Il est vrai que jusqu’à présent Samsung avait dû s’inscrire dans les pas du meilleur innovateur qu’avait su devenir Apple. Elle n’avait pas le choix, car l’iPhone avait durablement imposé dans les esprits certaines caractéristiques de tout smartphone digne de ce nom. Mais dans la high tech, la coupe de la victoire est sans cesse remise en jeu : l’innovateur d’hier n’a aucune garantie d’être le leader de demain. Aussi méthodique qu’ait pu être la stratégie d’Apple d’enfermement du consommateur dans un écosystème fermé et exclusif, elle n’a pas empêché la rapide érosion de sa position.

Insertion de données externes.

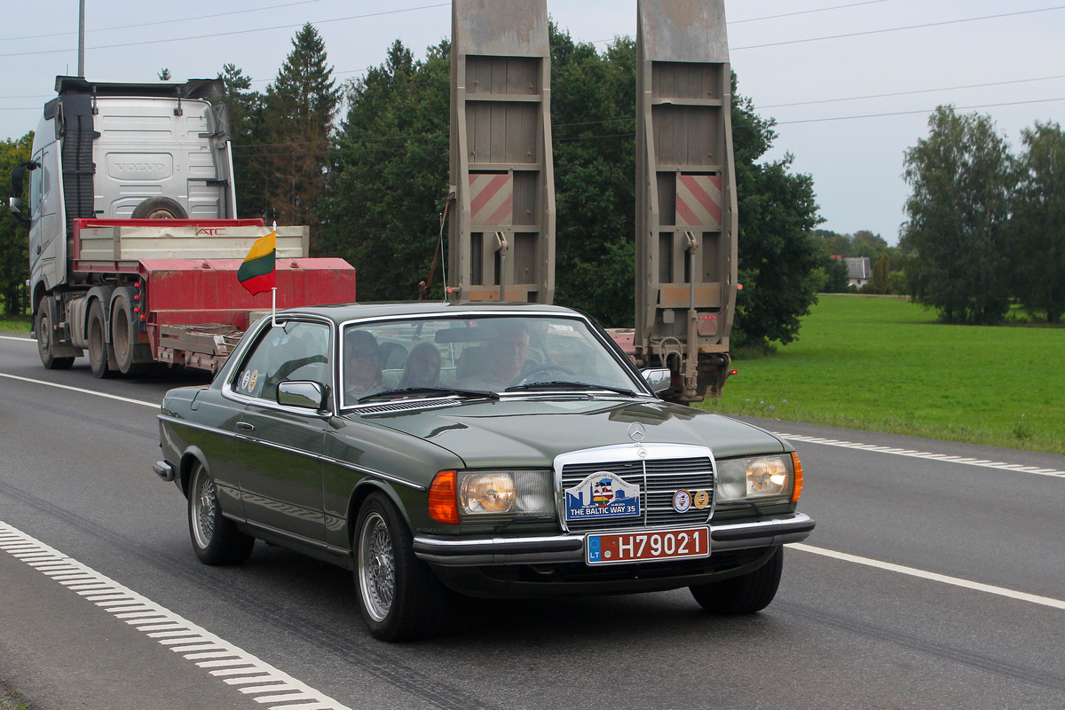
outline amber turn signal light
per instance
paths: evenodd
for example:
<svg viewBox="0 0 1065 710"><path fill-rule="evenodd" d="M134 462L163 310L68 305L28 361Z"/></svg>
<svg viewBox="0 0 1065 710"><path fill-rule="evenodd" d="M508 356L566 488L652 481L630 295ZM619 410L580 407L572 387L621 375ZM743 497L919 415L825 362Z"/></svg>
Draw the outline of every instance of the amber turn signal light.
<svg viewBox="0 0 1065 710"><path fill-rule="evenodd" d="M802 493L802 462L799 461L799 455L794 451L791 452L791 465L796 469L796 484L791 489L791 502L799 502L799 494Z"/></svg>
<svg viewBox="0 0 1065 710"><path fill-rule="evenodd" d="M454 470L442 470L432 479L432 485L429 486L429 517L447 525L459 524Z"/></svg>

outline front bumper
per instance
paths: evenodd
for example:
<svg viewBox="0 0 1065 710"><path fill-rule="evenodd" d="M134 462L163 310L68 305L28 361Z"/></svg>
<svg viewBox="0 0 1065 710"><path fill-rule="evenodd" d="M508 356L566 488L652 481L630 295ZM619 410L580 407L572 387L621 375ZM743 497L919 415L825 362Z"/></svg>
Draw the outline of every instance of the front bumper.
<svg viewBox="0 0 1065 710"><path fill-rule="evenodd" d="M774 547L805 540L815 522L790 513L750 523L710 524L710 554ZM599 532L599 531L596 531ZM584 562L586 533L530 538L446 538L417 535L414 555L445 567Z"/></svg>

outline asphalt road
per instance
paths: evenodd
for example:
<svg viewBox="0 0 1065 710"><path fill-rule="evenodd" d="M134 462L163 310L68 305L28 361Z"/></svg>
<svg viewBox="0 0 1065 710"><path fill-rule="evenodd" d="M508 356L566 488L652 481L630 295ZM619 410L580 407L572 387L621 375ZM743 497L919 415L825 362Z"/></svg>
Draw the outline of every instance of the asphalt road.
<svg viewBox="0 0 1065 710"><path fill-rule="evenodd" d="M152 404L196 381L49 371L0 336L0 686L39 710L1065 707L1065 457L759 422L794 436L818 521L765 612L471 600L388 645L342 569L197 562L151 473Z"/></svg>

Un acteur peut prétendre jouer au jeu de l’innovation à deux conditions : d’une part il doit être capable d’introduire une nouveauté dotée d’une réelle valeur aux yeux du consommateur (la Galaxy Gear a intérêt à être performante, sans quoi la pole position n’aura eu aucune utilité), d’autre part il doit être prêt à mener une guerre sans merci sur le terrain judiciaire en défendant ses brevets contre les inévitables copieurs indélicats. La guerre des brevets qui fait rage encore aujourd’hui entre Samsung et Apple est ainsi un volet naturel de la stratégie d’Apple pour défendre sa position.

Depuis peu, le groupe sud-coréen voit l’arrivée de concurrents bon marché qui grimpent doucement mais sûrement. Lenovo et Yulong affichent tous deux des scores de ventes. Samsung doit-il redouter ces nouveaux arrivants ?

Les coûts de R&D ayant été amortis, la technologie diffusée et mieux maîtrisée, l’apparition de copies bon marché fait partie des trajectoires classiques des anciennes innovations. N’oublions pas qu’un standard est seulement une innovation qui a vieilli. Une firme peut espérer créer un avantage concurrentiel insensible à ce genre de menace si elle a su créer donner à sa marque une valeur symbolique qui justifie la fidélité et le surcoût payé par le consommateur. Je ne suis pas certain que cela soit le cas pour Samsung à l’heure actuelle, contrairement à Apple qui a hérité de ses origines le mythe porteur de la rébellion contre Microsoft et a su conserver une foule de zélotes dévoués.

Après la montre intelligente, Samsung pourra-t-il se réinventer ?

Une chose est certaine, c’est qu’à l’instar de tous les acteurs du secteur qui ont l’ambition d’être leaders, Samsung aura l’obligation continuelle de se réinventer. L’innovation est comme l’amour : on aura beau la désirer ardemment et réunir toutes les conditions propices à son éclosion, elle ne se commande pas et arrive souvent quand on ne s’y attend pas. Le seul avantage au fait d’avoir été leader est d’avoir pu dégager suffisamment de ressources pour financer les immenses dépenses de R&D qui optimisent les chances d’accoucher d’une nouvelle innovation (Apple aurait dédié une équipe de cent chercheurs sur son iWatch). Mais sans garantie. La malédiction des leaders, en revanche, est qu’en grossissant ils ont souvent tendance à se bureaucratiser (comme on a pu l’observer chez certains grands acteurs de l’informatique), or la bureaucratie et l’innovation sont comme l’huile et l’eau, elles ne se mélangent pas. De stratégique, le problème devient alors organisationnel.